The Court is created by the Charter of the United Nations (the Charter) and functions in accordance with the Statute of the International Court of Justice (the Statute). Every member of the UN is ipso facto party to the Statute and undertakes to comply with the decision of the Court in any case to which it is a party in the event of a failure to comply with the decision the other party may have recourse to the Security Council which may decide on the measures to be taken to implement the judgment.
However, only states have locus standi before the Court and so the Court has no jurisdiction to deal with applications form individuals, non- governmental organizations or corporation. Invariably a complainant under the convention would not be a state but an individual or a group of individuals or an NGO representing them but as already seen, these are denied locus standi.
Even then, the rights provided by the Convention are justiciable in the Court under Article 36 of the Statute which provides:
The jurisdiction of the Court comprises all cases which the parties refer to it and all matters specially provided for in the charter of the United Nations or in treaties and conventions in force. ( Emphasis supplied)

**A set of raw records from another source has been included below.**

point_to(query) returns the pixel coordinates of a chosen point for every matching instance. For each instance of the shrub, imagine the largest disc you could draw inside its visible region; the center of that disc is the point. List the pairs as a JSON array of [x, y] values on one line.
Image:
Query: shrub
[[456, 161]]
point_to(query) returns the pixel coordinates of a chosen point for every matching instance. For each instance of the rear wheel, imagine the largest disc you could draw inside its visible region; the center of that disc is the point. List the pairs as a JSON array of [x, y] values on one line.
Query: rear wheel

I submit that the Convention is covered by that Article except for the locus standi.
4. EMPOWERING THE COURT:
There is a need then of giving locus standi to individuals or a group of individuals or an NGO representing them. Nowadays we have what is called 'international justice, which had a shot in the arm in 2001 when Slobodan Milosevic was arrested under the order of the International Criminal Tribunal for the former Yugoslavia( ICTY). Many states have ratified the instrument establishing the International Criminal Court and that has given added impetus to the cause of international justice.
There are also multilateral treaties which give individuals locus standi in the tribunals or courts formed under such treaties. A classic example is the Treaty for East African Co-operation (the Treaty)between Kenya, Tanzania and Uganda. The Treaty creates the East African Court of Justice (EACJ), which came into operation on 30th November 2001 with the initial jurisdiction of interpreting the Treaty which, among others, provides that:
…..any person who is a resident in a Partner state may refer for determination by the Court , the legality of any Act, regulation, direction, decision or action of a Partner State or an institution of the Community on the grounds that such Act, regulation, direction, decision or action is unlawful or is an infringement of the provisions of this treaty.

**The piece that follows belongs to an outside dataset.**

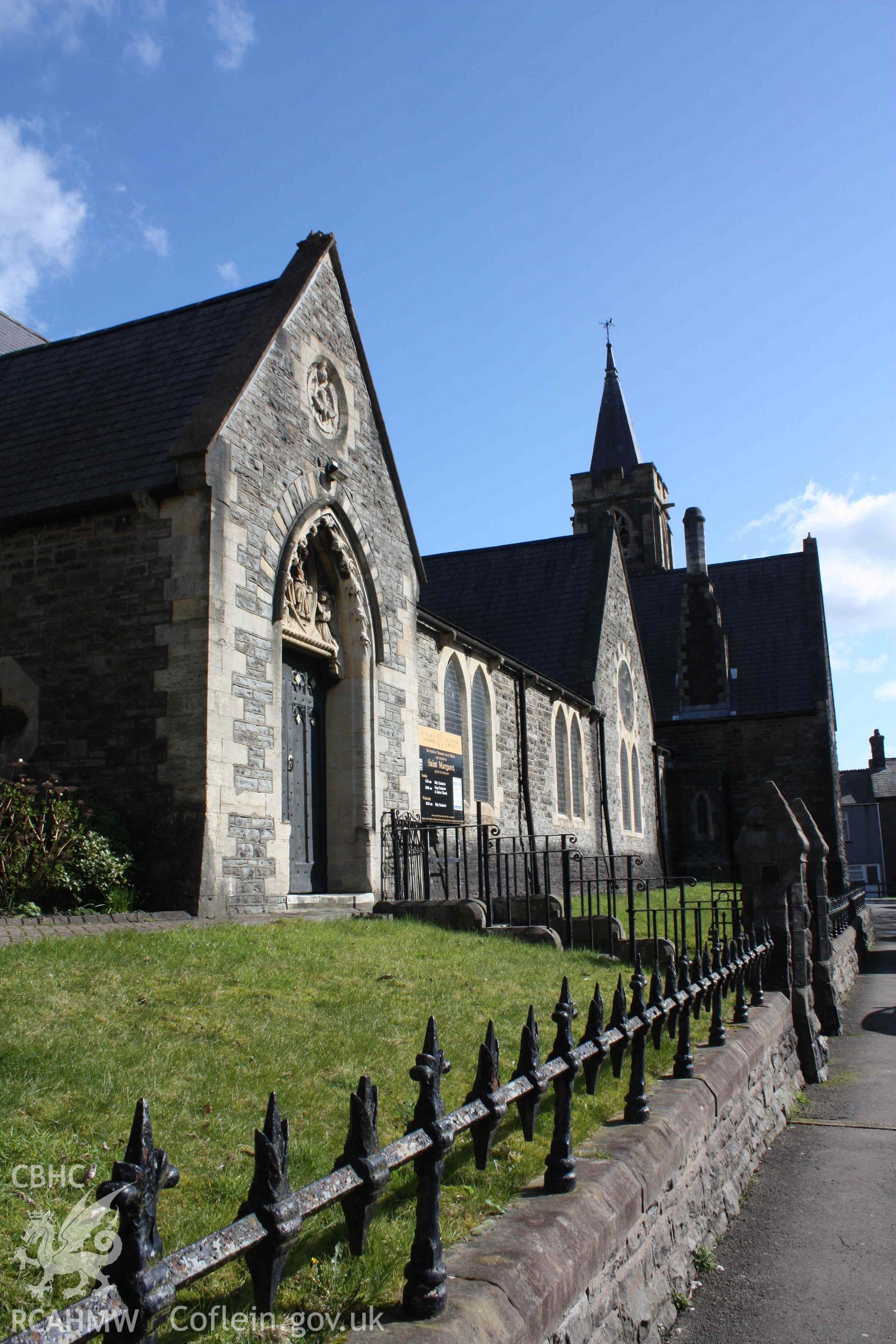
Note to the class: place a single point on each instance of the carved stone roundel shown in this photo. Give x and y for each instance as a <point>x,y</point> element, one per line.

Thus both a natural and a legal person can access the EACJ. Only four references have been made to the EACJ since its inception and all of them by under this article and have been decided in favour of the natural or legal persons. Currently there is another reference pending before the EACJ filed by the East African law Society against the three Attorneys General of the three East African Countries challenging the amendments made to the Treaty.
5. CONCLUSION:
I submit that Article 34 of the Statute of the International Court of Justice, which allows only States to be parties before it, should be amended to accommodate natural and legal persons to be parties in matters of enforcing the Convention. By so doing the Court will be empowered to safeguard the future of the two billion children and generations yet to be born.
The Convention on the Rights of a child safeguards the rights of the child who must first know of its existence. Then the child has to be assured that its own state will respect and implement the Convention and that there is an international authority which can compel the State to do so. In that way it will be inculcated in the mind of the child the duty to respect international law and that will ensure world peace.